C UENCA (El Mercurio, de Chile. Gurpos de Diarios de América).- A pesar de su fama de ciudad culta, Cuenca sólo comienza a dejar su ensimismamiento en la madrugada del Viernes Santo, antes de que salga el sol, cuando sus habitantes se levantan, congregados en cofradías, vestidos de penitentes,y marchan cuesta arriba cargando al Cristo crucificado. Suben la ciudad haciendo sonar sus bastones en un compás sepulcral que puede dejar la piel tiesa a medida que se va acercando.
Es imposible suponer que debajo de esa mortuoria vestimenta, con esos tenebrosos cucuruchos de verdugo que ocultan hasta los ojos, puede ir una dueña de casa, una adolescente o una linda chica; además, no corresponde: es Viernes Santo.

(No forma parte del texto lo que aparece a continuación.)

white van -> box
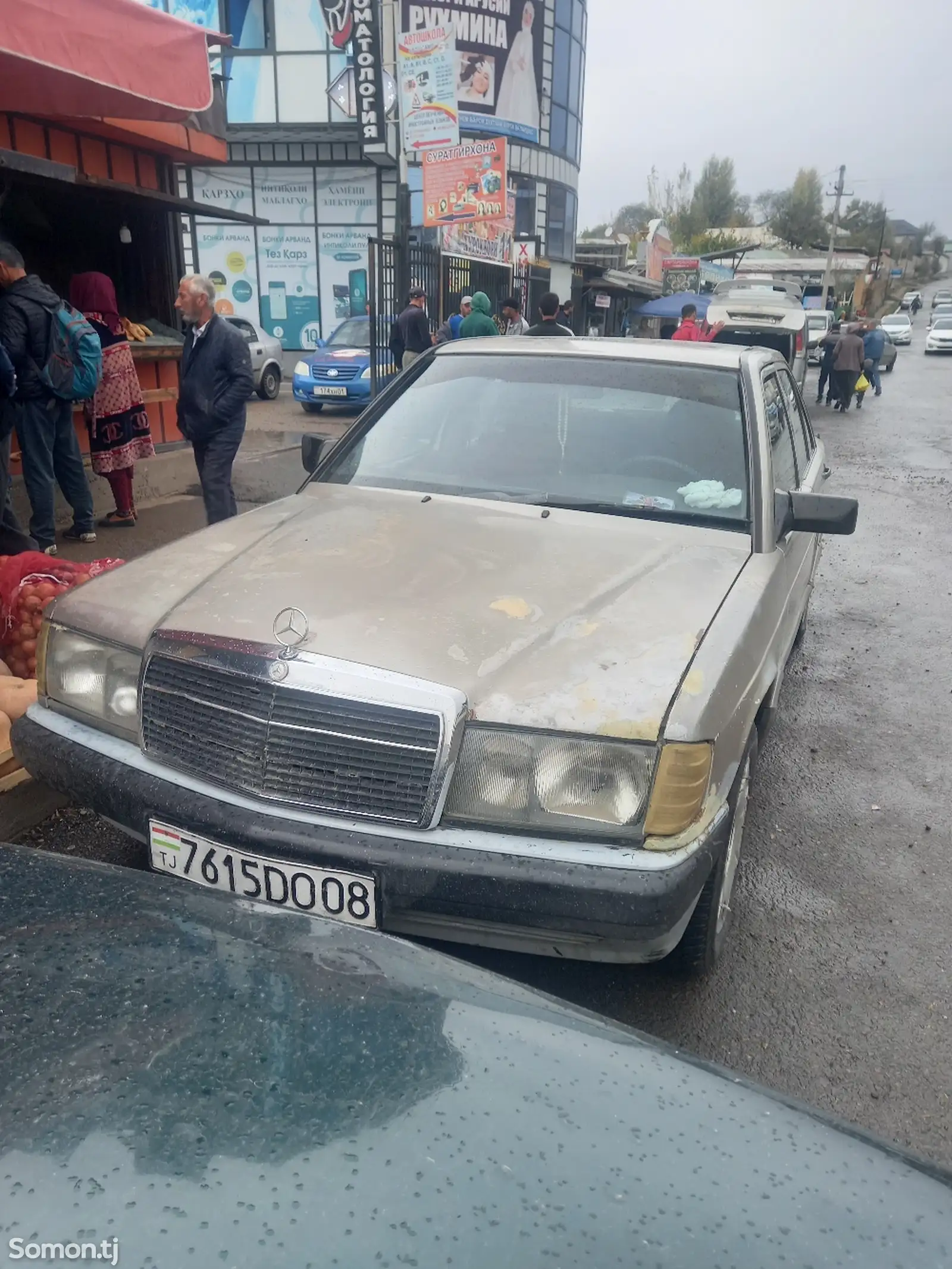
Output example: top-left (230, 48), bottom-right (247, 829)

Los diferentes grupos de cofrades, con sus colores -oscuros- característicos, en marcha de calavera, van subiendo hasta llegar a la catedral. Están sudorosos, porque el esfuerzo no ha sido poco: horas de viaje portando la pesada estatua de la Pasión de Cristo, claro que con las estaciones del Vía Crucis reglamentarias. Será así todo ese día. En ningún momento los penitentes dejarán la procesión: a una cofradía le seguirá otra, y así.
Lo que en un comienzo no se ve, y después empieza a verse, es que, sea a priori, sea a posteriori del fatal turno de cada turba, los cofrades se dirigen a los bares, que han sido especialmente habilitados para el acontecimiento. Han sido provistos de resolí, un licor autóctono que se prepara para la coyuntura.
En consecuencia, al transcurrir las horas de procesión, y al mostrar el día sus diferentes luminosidades, Cuenca comenzará a llenarse de penitentes borrachos.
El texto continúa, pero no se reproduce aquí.